White's department at Barts basically made the same assertions about GI problems in 'CFS' in response to the NICE draft Guidelines, as TomK has highlighted before (and some other stuff about wheelchair use and levels of impairment, for example, which I think is relevant to this issue).
Here are two sets of quotes - one can find other examples with the fourth link in my sig.

====================
(v) Bowel symptoms and CFS/ME:

Draft text:
6.4.5.5 Prescribing of gut anti-spasmodics (such as mebeverine,
alverine, and peppermint oil) should be considered for adults and
children with bowel symptoms, such as cramp or bloating.
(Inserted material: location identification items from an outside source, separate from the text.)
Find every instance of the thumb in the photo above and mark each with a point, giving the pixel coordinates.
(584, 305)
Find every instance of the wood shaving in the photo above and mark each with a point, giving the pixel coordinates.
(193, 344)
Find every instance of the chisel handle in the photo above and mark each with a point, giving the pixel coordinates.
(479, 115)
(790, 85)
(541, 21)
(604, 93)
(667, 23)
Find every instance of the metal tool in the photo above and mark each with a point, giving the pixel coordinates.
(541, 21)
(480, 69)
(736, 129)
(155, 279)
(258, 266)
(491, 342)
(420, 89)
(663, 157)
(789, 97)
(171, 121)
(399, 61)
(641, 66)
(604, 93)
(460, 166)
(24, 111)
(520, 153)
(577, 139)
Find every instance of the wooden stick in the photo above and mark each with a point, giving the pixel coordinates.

SH St Bartholomew's Hospital Chronic Fatigue Services
85 FULL 229 6.4.5.5
"..gut anti-spasmodics.." are not
treatments of CFS/ME since bowel
symptoms are not part of CFS/ME. You
should make it explicit that this
treatment might be indicated for the
treatment of IBS, if present comorbidly.
Alternatively, and perhaps more wisely,
you could suggest that IBS, if present,
should be treated in the light of the best
available evidence, and refer readers to
appropriate guidance, which may or
may not include considering
antispasmodics as the treatment of
choice for "bloating", although we would
doubt it. You do mention IBS on page
233, line 12.

NICE:
We have revised this
recommendation and referred to the
NICE IBS guideline – currently in
development.
------------

(i) On Disability aids and equipment:

[TK: A blue badge is a disabled parking badge to allow somebody park
in a disabled parking space]

Draft text:
6.3.6.8 For adults and children with moderate or severe symptoms,
provision of equipment and adaptations (for example, a wheelchair,
blue badge or stairlift) to allow individuals to improve their
independence and quality of life should be considered, if
appropriate and as part of an overall management plan.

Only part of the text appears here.